Acresce que a evolução do paradigma, do “analógico” para o “digital”, implica também que se questione a função da Regulação e das Autoridades Reguladoras. A Evolução Tecnológica e o Papel das Autoridades Reguladoras Nacionais – Mais ou Menos Regulação são questões de discussão atual. Com o advento do “digital” os mercados devem regular-se da mesma maneira ou o enfoque deverá ser diferente? E a regulação deve tender a ser mais “pesada” (mais profunda e interventiva) ou mais “leve”? Deve manter-se a regulação ex-ante? Ou, num mundo “digital”, a regulação deve ser apenas ex-post, mais focada na concorrência e no consumidor? A regulação pode ser um travão à Inovação?
Em paralelo, impõe-se também um “Follow-UP” sobre a Agenda Digital para a CPLP, documento fundamental adotado pela comunidade dos países de língua portuguesa, sob a visão da transformação digital da CPLP, no contexto internacional como uma comunidade desenvolvida, culturalmente inclusiva e próspera, através do reforço da cooperação no domínio das Tecnologias de Informação e Comunicação (TIC). Como estão as medidas de implementação, nos diversos pilares, a ser executadas? Quais os timings? Qual a recetividade dos diferentes governos e dos vários agentes económicos? Quais os benefícios tangíveis?

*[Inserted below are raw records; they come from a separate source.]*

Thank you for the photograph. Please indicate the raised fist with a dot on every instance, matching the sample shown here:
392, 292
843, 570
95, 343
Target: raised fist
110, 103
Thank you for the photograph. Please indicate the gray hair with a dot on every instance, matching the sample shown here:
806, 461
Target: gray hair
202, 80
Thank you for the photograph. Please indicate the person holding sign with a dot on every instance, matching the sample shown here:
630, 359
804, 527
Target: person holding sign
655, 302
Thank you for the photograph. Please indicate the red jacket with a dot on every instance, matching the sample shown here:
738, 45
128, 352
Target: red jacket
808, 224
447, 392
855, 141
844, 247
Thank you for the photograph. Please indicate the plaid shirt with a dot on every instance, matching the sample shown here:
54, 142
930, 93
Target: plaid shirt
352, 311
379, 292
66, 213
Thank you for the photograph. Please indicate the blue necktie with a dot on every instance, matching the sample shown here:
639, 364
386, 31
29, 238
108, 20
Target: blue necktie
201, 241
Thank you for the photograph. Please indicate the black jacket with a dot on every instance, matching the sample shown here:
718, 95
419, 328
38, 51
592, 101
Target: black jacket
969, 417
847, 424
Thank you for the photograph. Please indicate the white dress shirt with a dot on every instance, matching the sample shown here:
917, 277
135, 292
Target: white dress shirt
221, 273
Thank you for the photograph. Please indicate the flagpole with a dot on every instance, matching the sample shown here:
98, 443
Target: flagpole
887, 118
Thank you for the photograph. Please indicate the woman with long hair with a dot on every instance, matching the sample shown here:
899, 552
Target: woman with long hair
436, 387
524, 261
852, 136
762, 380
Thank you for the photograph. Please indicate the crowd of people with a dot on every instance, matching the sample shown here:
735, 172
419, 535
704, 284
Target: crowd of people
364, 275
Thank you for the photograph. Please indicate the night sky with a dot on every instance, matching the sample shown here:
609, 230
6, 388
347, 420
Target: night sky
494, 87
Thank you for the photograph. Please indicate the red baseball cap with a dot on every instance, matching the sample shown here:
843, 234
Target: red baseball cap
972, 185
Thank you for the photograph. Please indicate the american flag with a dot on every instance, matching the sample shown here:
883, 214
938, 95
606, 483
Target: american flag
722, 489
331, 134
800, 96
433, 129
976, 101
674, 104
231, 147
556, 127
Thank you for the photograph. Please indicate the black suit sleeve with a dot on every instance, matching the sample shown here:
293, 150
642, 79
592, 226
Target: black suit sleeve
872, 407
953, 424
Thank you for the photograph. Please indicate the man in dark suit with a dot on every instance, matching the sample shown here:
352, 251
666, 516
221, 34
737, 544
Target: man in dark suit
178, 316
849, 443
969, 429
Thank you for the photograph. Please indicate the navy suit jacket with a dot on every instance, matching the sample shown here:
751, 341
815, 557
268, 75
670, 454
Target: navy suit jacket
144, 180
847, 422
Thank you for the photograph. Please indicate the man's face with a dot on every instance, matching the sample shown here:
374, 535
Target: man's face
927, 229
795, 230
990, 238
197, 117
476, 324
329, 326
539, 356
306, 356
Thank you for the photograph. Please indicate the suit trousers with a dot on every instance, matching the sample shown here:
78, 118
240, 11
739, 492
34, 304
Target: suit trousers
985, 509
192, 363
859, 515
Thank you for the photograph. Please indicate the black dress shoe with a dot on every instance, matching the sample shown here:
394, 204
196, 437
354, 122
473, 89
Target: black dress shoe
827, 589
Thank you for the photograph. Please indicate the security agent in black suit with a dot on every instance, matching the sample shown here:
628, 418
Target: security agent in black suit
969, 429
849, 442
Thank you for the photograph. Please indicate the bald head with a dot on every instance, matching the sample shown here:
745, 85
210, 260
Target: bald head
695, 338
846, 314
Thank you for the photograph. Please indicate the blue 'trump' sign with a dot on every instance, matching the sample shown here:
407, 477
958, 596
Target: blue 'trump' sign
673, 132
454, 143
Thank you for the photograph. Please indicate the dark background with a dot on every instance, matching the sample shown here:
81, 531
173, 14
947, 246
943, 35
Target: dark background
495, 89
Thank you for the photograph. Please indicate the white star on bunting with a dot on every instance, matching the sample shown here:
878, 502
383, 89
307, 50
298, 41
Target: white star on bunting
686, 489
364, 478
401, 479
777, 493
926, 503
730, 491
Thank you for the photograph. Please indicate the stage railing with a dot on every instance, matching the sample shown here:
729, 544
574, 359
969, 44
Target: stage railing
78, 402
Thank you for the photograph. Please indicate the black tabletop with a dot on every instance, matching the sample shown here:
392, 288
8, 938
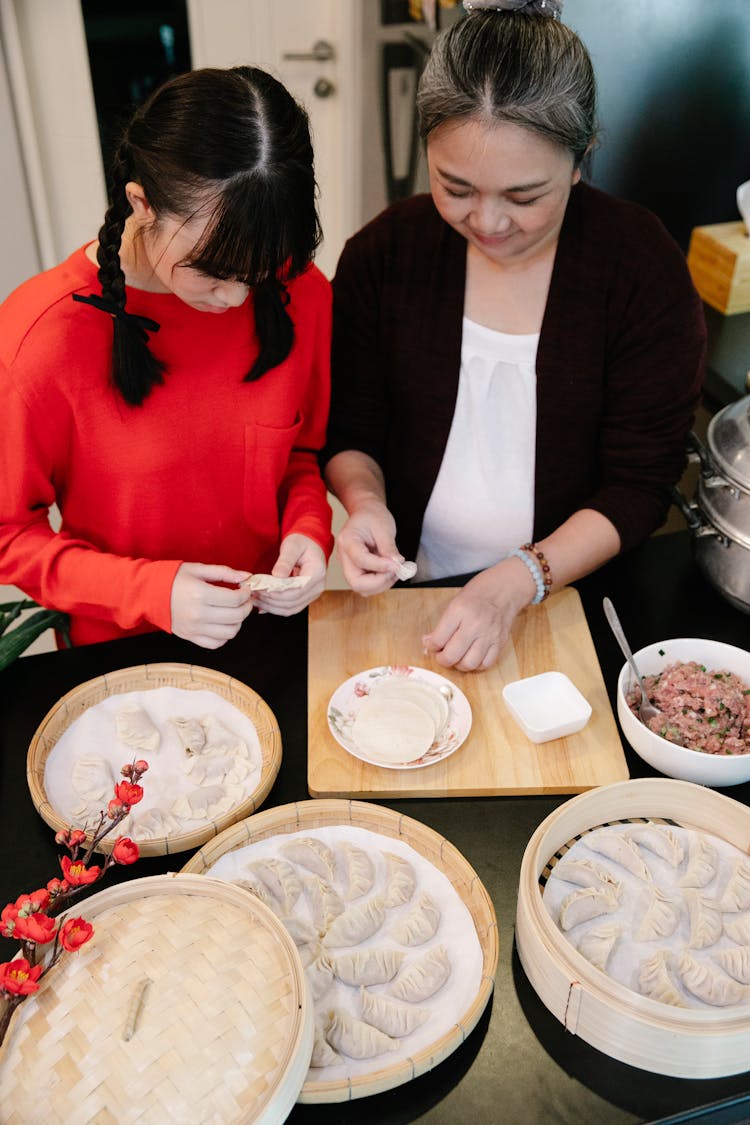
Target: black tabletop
518, 1064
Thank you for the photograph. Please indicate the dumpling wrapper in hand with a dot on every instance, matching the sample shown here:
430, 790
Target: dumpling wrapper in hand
392, 730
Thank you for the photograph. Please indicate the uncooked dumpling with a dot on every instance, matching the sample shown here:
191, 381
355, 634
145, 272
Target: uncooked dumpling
190, 732
367, 966
135, 728
400, 880
390, 1016
358, 923
660, 840
419, 925
424, 977
312, 854
586, 903
702, 862
359, 871
660, 919
354, 1037
653, 980
616, 846
708, 982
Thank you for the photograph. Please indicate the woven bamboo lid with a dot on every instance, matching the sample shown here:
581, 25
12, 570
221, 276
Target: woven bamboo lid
145, 677
443, 855
188, 1005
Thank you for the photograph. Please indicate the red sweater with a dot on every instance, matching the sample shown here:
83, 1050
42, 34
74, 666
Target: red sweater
209, 469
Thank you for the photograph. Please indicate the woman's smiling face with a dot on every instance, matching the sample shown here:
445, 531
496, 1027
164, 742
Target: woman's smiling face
503, 187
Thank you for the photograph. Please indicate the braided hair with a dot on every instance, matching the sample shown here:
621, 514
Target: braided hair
240, 134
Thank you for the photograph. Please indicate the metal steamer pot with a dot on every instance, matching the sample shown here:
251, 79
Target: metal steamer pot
719, 516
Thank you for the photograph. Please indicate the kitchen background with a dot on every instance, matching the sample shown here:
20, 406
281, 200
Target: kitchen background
674, 109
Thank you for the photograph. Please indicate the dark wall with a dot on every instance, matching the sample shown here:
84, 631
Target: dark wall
674, 79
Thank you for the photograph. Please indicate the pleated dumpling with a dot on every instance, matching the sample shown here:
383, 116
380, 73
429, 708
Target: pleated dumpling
586, 903
400, 880
708, 982
660, 840
358, 923
706, 924
135, 728
616, 846
737, 892
367, 966
389, 1016
660, 919
653, 980
359, 871
354, 1037
424, 977
312, 854
419, 925
598, 942
702, 862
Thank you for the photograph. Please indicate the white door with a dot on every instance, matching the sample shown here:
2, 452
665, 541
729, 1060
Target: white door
50, 77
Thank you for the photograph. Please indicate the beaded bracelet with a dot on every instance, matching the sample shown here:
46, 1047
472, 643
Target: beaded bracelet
542, 565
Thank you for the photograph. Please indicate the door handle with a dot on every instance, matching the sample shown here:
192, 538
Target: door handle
322, 52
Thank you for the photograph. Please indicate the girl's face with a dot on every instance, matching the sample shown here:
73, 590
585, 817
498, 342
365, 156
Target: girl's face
503, 187
161, 248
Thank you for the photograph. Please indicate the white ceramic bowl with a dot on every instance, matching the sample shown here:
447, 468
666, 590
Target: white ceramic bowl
714, 770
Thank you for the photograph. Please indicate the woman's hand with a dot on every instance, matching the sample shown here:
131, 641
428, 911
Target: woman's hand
367, 548
204, 612
477, 623
297, 556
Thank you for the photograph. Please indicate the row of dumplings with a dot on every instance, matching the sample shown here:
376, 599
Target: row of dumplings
328, 900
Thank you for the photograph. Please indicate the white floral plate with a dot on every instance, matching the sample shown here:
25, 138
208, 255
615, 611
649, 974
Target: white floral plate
345, 702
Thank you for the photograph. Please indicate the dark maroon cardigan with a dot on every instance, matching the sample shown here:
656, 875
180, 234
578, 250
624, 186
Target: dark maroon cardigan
620, 362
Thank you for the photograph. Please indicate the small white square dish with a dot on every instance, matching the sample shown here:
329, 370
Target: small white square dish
548, 705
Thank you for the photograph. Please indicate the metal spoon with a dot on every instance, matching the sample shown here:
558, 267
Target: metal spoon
645, 710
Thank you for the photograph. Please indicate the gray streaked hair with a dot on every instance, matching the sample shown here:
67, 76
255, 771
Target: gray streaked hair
512, 66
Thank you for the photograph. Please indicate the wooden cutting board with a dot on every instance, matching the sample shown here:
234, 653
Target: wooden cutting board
349, 633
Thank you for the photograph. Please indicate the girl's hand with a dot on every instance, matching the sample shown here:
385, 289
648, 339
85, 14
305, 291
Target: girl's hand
204, 612
298, 556
367, 548
477, 623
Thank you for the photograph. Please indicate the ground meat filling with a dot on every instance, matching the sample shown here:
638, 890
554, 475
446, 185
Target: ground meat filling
702, 710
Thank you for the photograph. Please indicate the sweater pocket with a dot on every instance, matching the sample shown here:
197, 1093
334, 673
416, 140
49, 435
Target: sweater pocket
267, 456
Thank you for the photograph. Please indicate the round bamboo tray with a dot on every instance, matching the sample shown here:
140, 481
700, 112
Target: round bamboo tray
678, 1042
157, 1018
145, 677
442, 854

Por outro lado, ainda, na base da digitalização das atividades humanas estão as redes de telecomunicações, enquanto meio de acesso a serviços e utilidades novas. Em África sobressaem as redes móveis como plataforma essencial de acesso pelas populações a uma miríade de serviços digitais. Sendo os Serviços Móveis na Era Digital um pilar estruturante do desenvolvimento e consolidação da Era Digital, os mesmos são obrigatoriamente um tópico também a abordar, salientando-se o 5G enquanto nova geração de serviços baseada em novas frequências a disponibilizar e que permitirão, finalmente, pela largura de banda e capacidade de elevado débito, a Internet de Todas as Coisas, com biliões de objetos interligados, assim libertando um enorme potencial económico para as empresas dos mais variados sectores. Em simultâneo, com mais capacidade disponível, retomam interesse conceitos como o de MVNO, para a prestação de serviços específicos, como, por exemplo, na área financeira. Como atribuir as autorizações/licenças para a exploração económica deste novo espectro pelos operadores de telecomunicações, como garantir espaço para novos “entrantes”, assim reforçando a concorrência e beneficiando o consumidor?

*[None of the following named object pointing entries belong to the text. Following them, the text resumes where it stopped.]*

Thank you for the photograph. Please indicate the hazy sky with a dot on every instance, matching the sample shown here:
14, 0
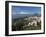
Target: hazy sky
25, 10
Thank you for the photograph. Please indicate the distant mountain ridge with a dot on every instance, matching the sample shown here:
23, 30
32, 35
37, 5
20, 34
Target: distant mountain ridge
24, 15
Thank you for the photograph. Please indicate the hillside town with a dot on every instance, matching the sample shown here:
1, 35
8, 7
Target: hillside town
28, 23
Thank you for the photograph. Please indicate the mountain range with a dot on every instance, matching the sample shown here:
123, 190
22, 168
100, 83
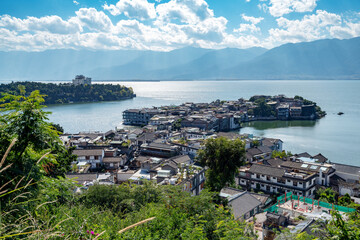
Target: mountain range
322, 59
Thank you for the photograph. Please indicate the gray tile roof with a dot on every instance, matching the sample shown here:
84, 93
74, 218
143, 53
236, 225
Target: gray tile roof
181, 159
347, 168
88, 152
112, 159
320, 158
82, 177
267, 170
243, 203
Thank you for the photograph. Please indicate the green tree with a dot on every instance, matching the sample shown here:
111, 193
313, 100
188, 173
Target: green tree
326, 195
278, 154
38, 150
223, 157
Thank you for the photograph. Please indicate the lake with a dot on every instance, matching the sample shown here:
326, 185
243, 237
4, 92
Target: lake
336, 137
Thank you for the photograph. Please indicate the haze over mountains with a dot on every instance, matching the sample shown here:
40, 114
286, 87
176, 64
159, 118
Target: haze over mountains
322, 59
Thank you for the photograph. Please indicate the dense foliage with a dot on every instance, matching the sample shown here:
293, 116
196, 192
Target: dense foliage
36, 148
223, 157
37, 202
67, 93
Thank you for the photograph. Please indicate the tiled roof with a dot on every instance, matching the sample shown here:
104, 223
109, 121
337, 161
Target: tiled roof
320, 158
112, 159
267, 170
347, 168
243, 204
88, 152
84, 177
181, 159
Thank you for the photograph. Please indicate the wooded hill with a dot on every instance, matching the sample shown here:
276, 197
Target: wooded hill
68, 93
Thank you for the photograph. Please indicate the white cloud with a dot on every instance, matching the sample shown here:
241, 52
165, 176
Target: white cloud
309, 28
140, 9
186, 11
53, 24
171, 24
94, 20
278, 8
245, 27
348, 31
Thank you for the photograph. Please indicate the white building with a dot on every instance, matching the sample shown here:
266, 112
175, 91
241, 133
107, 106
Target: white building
81, 80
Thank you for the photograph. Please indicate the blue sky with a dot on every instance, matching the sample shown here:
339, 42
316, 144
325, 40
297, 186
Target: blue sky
164, 25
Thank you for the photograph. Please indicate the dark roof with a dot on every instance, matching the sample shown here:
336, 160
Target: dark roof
267, 170
88, 152
230, 191
264, 149
274, 162
347, 168
112, 159
229, 135
181, 159
320, 158
242, 204
304, 154
306, 166
254, 151
170, 164
263, 198
147, 136
133, 110
82, 177
109, 133
160, 146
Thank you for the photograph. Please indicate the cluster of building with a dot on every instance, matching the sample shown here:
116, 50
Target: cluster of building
219, 115
81, 80
164, 151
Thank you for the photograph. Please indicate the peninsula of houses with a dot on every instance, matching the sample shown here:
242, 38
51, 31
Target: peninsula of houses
274, 189
224, 115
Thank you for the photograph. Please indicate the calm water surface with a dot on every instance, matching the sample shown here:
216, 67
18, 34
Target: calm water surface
337, 137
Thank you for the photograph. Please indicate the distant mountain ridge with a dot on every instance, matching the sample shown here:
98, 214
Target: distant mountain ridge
322, 59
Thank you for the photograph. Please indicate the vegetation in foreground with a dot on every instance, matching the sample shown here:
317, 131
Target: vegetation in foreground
37, 202
68, 93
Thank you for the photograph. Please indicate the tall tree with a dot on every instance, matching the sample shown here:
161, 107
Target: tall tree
223, 157
38, 150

Finalmente, o fenómeno “digital” tem criado espaço para o desenvolvimento de novas ideias, novos serviços. As aplicações (“Apps”) são uma realidade nova que (quase) todos conhecemos. O “digital” veio criar um espaço de empreendedorismo que floresce por toda a parte, com particular visibilidade em África. O Papel e a Importância das Start-Ups Tecnológicas no Digital e na Regulação constituem o último painel de trabalho deste Seminário de Regulação, com oportunidade para se discutir e compreender o ambiente de empreendedorismo em África, a literacia digital e os seus efeitos no desenvolvimento de novos serviços, o financiamento das start-ups, as cadeias de logística, a regulação como obstáculo ou como indutora de desenvolvimento do empreendedorismo (Regulatory sand-boxes), bem como a gestão de dados pessoais pelas start-ups.

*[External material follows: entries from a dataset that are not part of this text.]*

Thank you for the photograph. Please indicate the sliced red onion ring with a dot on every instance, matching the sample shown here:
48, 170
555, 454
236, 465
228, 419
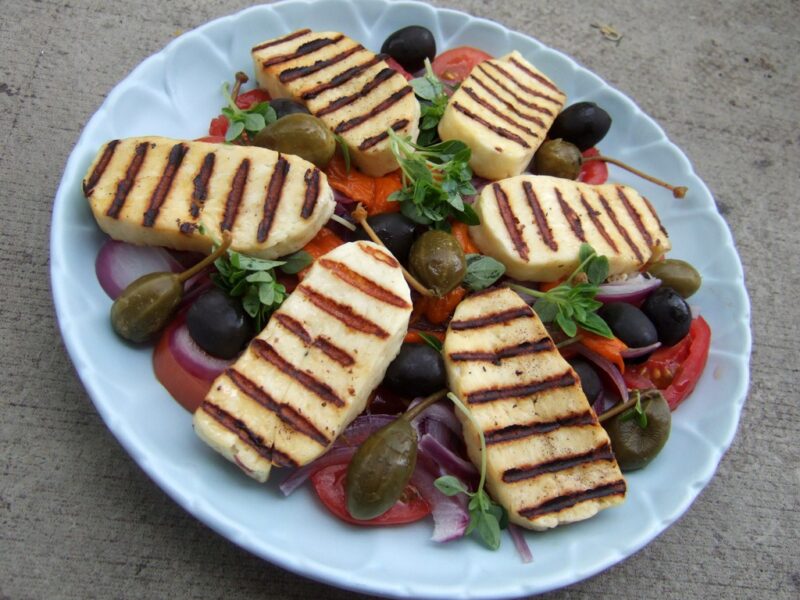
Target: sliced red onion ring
192, 357
119, 264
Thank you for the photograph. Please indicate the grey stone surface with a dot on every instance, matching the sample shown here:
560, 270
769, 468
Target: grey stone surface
78, 519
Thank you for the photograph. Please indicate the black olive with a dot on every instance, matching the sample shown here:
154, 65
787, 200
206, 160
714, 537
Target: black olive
669, 313
218, 324
629, 324
418, 370
583, 124
590, 381
395, 230
410, 46
287, 106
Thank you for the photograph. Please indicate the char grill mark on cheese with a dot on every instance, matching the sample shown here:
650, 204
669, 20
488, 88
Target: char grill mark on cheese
561, 463
375, 82
521, 431
267, 352
562, 502
124, 187
100, 168
305, 49
273, 198
299, 72
164, 184
538, 214
200, 183
510, 221
358, 281
521, 390
285, 412
343, 313
393, 99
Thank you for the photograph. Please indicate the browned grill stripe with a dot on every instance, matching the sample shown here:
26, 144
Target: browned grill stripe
517, 350
522, 312
331, 350
593, 215
559, 464
518, 432
517, 97
311, 179
566, 379
637, 218
124, 186
542, 225
376, 110
252, 439
343, 313
375, 82
100, 167
501, 131
358, 281
286, 413
164, 184
540, 78
569, 500
235, 196
312, 384
341, 78
510, 221
623, 232
274, 190
532, 118
296, 73
303, 50
200, 182
292, 36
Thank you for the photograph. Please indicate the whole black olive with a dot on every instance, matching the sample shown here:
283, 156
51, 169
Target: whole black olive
218, 324
629, 324
590, 381
583, 124
395, 230
410, 46
417, 370
669, 313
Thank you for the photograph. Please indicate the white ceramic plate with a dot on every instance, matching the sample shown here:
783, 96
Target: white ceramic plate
175, 93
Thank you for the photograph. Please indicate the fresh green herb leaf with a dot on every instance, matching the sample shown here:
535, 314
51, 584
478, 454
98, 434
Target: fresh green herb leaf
482, 271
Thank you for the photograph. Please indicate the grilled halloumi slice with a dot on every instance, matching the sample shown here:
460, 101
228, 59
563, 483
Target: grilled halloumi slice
549, 461
502, 111
158, 191
305, 377
535, 225
353, 91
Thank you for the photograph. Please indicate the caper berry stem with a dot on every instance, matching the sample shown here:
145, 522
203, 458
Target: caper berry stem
360, 215
677, 191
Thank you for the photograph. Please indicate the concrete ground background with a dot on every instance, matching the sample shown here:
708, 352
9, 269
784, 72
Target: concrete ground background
78, 519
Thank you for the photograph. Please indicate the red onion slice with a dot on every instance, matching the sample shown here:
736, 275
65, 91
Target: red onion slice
119, 264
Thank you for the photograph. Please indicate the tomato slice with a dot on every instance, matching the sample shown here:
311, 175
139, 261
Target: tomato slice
328, 482
453, 66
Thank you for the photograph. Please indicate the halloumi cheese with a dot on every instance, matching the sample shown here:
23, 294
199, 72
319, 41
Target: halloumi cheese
548, 459
535, 225
502, 111
158, 191
352, 90
309, 373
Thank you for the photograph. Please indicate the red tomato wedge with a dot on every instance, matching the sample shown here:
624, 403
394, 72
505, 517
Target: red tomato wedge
328, 482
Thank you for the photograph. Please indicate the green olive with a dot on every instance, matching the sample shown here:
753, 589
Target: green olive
677, 274
633, 445
437, 260
380, 470
302, 135
557, 158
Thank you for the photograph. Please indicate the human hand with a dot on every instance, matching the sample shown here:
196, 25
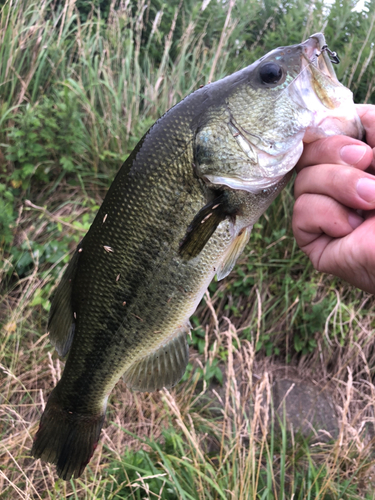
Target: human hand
330, 187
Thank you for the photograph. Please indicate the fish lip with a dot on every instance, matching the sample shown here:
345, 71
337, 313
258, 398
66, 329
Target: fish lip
315, 57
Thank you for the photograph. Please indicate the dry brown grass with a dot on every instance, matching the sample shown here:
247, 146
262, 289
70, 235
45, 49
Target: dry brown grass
29, 370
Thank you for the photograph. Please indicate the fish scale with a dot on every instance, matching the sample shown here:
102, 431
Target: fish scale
179, 211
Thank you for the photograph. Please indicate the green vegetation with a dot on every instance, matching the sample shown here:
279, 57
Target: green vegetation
80, 84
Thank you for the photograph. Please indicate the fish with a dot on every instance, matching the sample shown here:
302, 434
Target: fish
179, 211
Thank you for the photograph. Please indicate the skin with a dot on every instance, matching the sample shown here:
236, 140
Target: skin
336, 180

O programa deste evento compreende, assim, temas centrais, inclusivamente dos sectores das Comunicações e dos Media, proporcionando um debate que se espera fértil em torno das tendências e desafios na caminhada para o “digital”. Com este Seminário a Associação Internacional das Comunicações de Expressão Portuguesa dá mais um importante contributo para a reflexão sobre temas fundamentais da atualidade, continuando a afirmar-se como a Parceira Natural das Comunicações do Mundo da Lusofonia.